Padiglione del Pakistan, anche lui per la prima volta a Venezia, presenta l’artista Naiza Kahn e il suo lavoro Manora Field Notes. Il visitatore può esplorare il padiglione attraverso tre stanze comunicanti tra loro, come una mappa dell’isola di Manora, in cui sono esposti materiale archivistico sulla sorveglianza e la navigazione, sculture e due installazioni, sonora e video. A una prima occhiata l’esibizione parla della storia dell’isola di Manora, le sue tradizioni e i suoi artigiani, ma a un secondo sguardo si capisce che sotto la superficie è un altro il tema che l’artista vuole trattare: quello delle sfide ambientali. Se si va a leggere sul sito della IUCN (International Union for the Conservation of Nature), si troverà scritto questo sull’isola di Manora: “Distesa a sud-ovest della città di Karachi, si trova una piccola isola chiamata Manora. Quello che in origine era un villaggio di pescatori ora, a causa della sua posizione strategica, è sede di cantieri navali. Le sue spiagge di sabbia sono inoltre una destinazione gettonata per villeggianti e picnic. I boschi di mangrovie sulle coste nord-orientali non contribuiscono solo all’estetica dell’isola ma fungono anche da vivaio per gamberi e pesci giovani, fonte di sostentamento per la comunità di pescatori. Sfortunatamente quest’isola pittoresca ha la sua buona dose di problemi. Staccata dal continente, Manora soffre di scarsità di acqua potabile e si affida alle cisterne per la fornitura. La bellezza del territorio, inoltre, è stata sciupata dall’inquinamento. L’acqua marina contiene materiali inquinanti, compresi rifiuti galleggianti, petrolio, liquami, carta e plastica facilmente visibili attraversando il canale per raggiungere Manora. Mentre l’isola di Manora contribuisce solo per il 4 per cento alla contaminazione del mare rispetto all’intera metropoli, questo ha un grande impatto sull’attrattività delle sue spiagge, le quali richiamano ogni anno un numero stimato di 150mila visitatori. L’inquinamento nelle zone portuali ha inoltre un impatto negativo sulla vita marina e riduce la durata della vita di navi, barche e altre infrastrutture dovuto alla corrosione ora più intensa”. Le opere d’arte alludono a questa situazione.
Padiglione delle Filippine: situato all’interno dell’Arsenale, gira tutto intorno a politica e dimensioni.
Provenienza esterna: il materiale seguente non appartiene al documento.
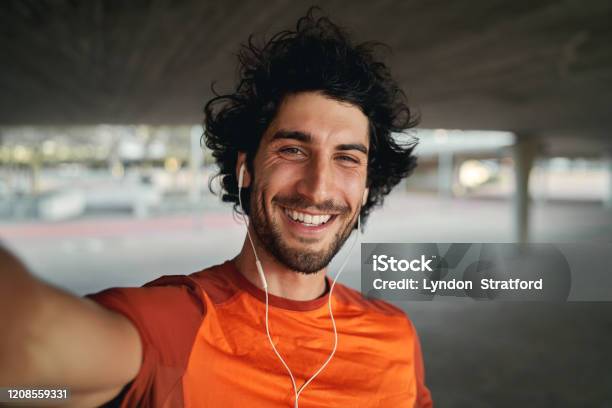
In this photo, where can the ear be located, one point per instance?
(246, 182)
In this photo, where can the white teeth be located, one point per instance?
(308, 219)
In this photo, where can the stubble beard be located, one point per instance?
(300, 260)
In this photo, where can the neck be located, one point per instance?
(282, 281)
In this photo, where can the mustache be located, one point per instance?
(300, 203)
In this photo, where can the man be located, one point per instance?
(309, 127)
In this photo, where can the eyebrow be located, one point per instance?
(307, 138)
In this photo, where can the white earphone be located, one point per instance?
(262, 277)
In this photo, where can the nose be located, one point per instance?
(317, 181)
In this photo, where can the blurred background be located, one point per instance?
(103, 181)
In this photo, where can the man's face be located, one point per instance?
(310, 175)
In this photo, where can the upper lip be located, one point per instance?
(307, 212)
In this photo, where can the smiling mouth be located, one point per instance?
(308, 220)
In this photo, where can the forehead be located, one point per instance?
(327, 120)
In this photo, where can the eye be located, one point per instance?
(291, 152)
(348, 159)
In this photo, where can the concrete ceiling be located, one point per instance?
(539, 66)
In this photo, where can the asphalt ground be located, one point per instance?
(477, 354)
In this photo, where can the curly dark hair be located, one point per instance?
(317, 56)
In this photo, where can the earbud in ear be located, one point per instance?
(241, 176)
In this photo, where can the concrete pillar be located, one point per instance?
(607, 200)
(446, 173)
(524, 152)
(195, 163)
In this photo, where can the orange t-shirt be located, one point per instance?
(205, 345)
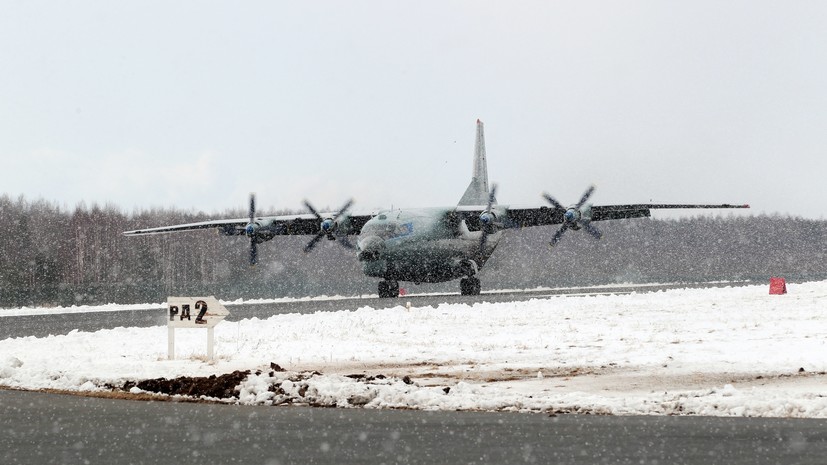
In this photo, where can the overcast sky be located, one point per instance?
(197, 104)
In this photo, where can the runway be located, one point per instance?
(40, 428)
(51, 428)
(58, 322)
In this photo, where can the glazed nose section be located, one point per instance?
(371, 248)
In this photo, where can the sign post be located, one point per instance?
(194, 312)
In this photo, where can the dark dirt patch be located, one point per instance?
(221, 387)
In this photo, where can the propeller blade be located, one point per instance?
(553, 202)
(313, 242)
(312, 210)
(585, 197)
(592, 230)
(559, 234)
(344, 208)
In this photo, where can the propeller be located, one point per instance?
(487, 220)
(328, 227)
(251, 229)
(575, 217)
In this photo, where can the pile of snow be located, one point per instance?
(719, 351)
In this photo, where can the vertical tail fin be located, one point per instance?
(477, 192)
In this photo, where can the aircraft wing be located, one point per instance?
(284, 225)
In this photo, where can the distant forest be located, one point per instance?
(51, 256)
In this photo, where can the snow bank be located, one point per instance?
(720, 351)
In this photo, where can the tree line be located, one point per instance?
(52, 255)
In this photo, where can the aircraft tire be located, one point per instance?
(388, 289)
(470, 286)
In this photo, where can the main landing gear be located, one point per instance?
(469, 286)
(388, 289)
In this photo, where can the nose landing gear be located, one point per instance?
(469, 286)
(388, 289)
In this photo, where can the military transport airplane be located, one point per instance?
(427, 245)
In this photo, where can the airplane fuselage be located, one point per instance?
(421, 246)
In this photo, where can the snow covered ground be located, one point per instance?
(717, 351)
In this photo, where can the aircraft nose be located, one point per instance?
(370, 248)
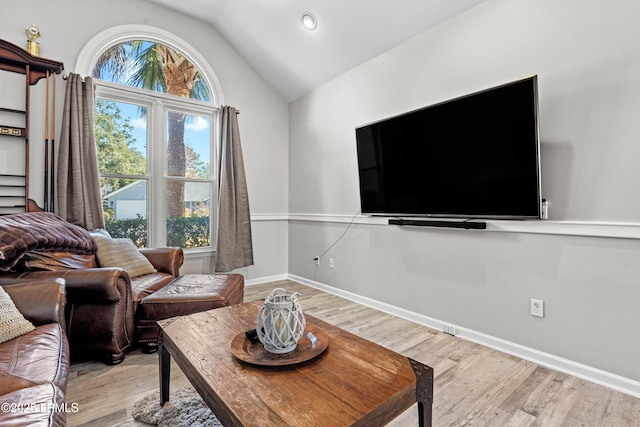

Ancora. Un padiglione enorme, un’impresa dal punto di vista tecnico, stipato di materiale, con un gran numero di “commessi” che corrono in giro intimando il visitatore a togliersi le scarpe e camminare sull’installazione parlando del clima politico in una tecnologica installazione a mo’ di cavernoso trompe-l’œil mentre il loro Paese sta distruggendo foreste pluviali e il sostentamento delle popolazioni rurali ed è quello con il più terrificante problema di rifiuti di plastica al mondo.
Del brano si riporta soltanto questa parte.